Hans-Peter Martin, rapporteur. –(DE)Mevrouw de Voorzitter, collega’s, het is inmiddels zo laat dat er nog maar vier van ons aanwezig zijn, waaronder ikzelf. Een van de volgende sprekers is echter een quaestor die ongetwijfeld van de gelegenheid gebruik zal maken om te zorgen dat dit soort zogenaamde debatten, die in feite alleen plaatsvinden voor de archieven, in de toekomst efficiënter en rationeler worden. Desalniettemin ben ik u dankbaar, commissaris, dat u bereid bent geweest om hier te komen en uzelf hieraan te onderwerpen. In mijn optiek heeft beter bestuur, oftewel efficiënt en transparant bestuur, weinig te maken met deze debatten op een dergelijk onchristelijk tijdstip.
Ik zal terugkeren naar de orde van de dag. We zijn hier samengekomen om opnieuw te werken aan een kwestie die al enige tijd aan de orde is. Het gaat om een belangrijk gebied, namelijk statistiek. Enerzijds hebben we te maken met de volkomen gerechtvaardigde en noodzakelijk behoefte van de meeste personen die bij het politieke proces betrokken zijn om zichzelf sneller en tot in de details op de hoogte te kunnen brengen van de bestaande verhoudingen, met name in de bedrijfssector, en van hun functioneren, in het bijzonder in grensoverschrijdende gevallen. Gelukkig hebben we veel van de grenzen tussen Europese landen al ontmanteld.
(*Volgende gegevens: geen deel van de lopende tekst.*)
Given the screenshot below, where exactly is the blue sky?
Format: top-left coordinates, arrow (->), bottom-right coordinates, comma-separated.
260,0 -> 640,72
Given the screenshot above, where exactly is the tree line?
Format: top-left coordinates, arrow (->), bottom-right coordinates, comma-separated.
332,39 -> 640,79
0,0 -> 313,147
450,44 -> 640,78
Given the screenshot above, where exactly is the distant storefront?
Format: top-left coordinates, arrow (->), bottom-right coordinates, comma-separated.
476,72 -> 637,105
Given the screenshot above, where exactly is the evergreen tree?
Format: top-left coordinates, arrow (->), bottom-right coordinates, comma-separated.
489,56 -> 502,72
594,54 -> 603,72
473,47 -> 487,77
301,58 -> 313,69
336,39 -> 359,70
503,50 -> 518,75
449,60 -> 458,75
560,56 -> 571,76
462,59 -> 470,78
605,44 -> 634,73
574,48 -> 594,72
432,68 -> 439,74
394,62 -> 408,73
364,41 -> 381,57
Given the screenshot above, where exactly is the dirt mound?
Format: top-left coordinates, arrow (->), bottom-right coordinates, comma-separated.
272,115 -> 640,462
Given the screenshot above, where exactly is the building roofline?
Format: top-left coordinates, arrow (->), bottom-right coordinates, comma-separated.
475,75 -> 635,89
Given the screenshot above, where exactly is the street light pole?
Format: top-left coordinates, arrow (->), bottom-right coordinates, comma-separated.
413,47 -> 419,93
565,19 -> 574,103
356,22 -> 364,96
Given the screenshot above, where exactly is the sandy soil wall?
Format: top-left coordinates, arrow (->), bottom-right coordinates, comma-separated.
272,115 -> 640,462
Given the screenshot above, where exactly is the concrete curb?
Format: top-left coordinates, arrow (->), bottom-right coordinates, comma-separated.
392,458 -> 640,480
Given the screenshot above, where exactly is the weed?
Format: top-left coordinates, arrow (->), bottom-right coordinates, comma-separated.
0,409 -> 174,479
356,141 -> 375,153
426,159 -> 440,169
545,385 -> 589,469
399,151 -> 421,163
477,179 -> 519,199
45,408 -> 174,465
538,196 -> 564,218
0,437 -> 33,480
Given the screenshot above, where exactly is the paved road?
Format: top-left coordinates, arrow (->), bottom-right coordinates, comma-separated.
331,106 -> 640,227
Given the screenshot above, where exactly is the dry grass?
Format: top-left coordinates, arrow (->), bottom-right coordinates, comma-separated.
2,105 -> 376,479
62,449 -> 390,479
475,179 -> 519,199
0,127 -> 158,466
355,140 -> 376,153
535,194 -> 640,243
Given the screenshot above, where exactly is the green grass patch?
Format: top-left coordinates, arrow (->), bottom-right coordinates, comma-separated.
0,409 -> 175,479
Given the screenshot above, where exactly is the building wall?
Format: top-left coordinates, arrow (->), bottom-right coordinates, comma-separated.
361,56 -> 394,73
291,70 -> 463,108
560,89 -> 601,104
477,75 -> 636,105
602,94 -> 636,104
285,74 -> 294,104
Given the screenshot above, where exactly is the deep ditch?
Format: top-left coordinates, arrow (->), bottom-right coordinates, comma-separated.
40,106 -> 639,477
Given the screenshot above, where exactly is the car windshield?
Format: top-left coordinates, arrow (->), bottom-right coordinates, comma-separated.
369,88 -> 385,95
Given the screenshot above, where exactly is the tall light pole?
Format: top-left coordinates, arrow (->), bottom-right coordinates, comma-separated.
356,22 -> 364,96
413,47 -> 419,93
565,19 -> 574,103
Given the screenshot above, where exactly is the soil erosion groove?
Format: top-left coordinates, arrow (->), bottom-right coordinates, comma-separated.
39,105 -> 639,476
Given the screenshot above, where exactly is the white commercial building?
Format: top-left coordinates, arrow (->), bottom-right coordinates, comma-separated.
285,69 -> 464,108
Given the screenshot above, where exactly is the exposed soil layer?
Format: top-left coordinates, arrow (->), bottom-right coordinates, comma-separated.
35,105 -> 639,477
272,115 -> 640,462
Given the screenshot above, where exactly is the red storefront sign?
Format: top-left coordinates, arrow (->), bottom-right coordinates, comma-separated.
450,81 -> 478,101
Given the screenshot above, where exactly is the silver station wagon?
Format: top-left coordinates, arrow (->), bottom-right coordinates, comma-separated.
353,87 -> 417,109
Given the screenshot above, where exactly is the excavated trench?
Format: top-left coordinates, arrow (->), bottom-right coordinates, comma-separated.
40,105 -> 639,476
We hebben het voorstel van de Commissie derhalve opgepakt en uitgebouwd om aan deze behoefte te voldoen, waarbij we er, middels talrijke besprekingen met mijn uitstekende collega van het secretariaat van de Commissie economische en monetaire zaken vanaf de eerste lezing, voor hebben gewaakt om nog meer bureaucratische rompslomp en belemmeringen te creëren. Door amendementen, vereenvoudigingen en, in sommige gevallen, strakker toezicht, hebben we willen voorkomen dat ondernemingen in de lidstaten nog meer formulieren moeten invullen. Dat is gelukt.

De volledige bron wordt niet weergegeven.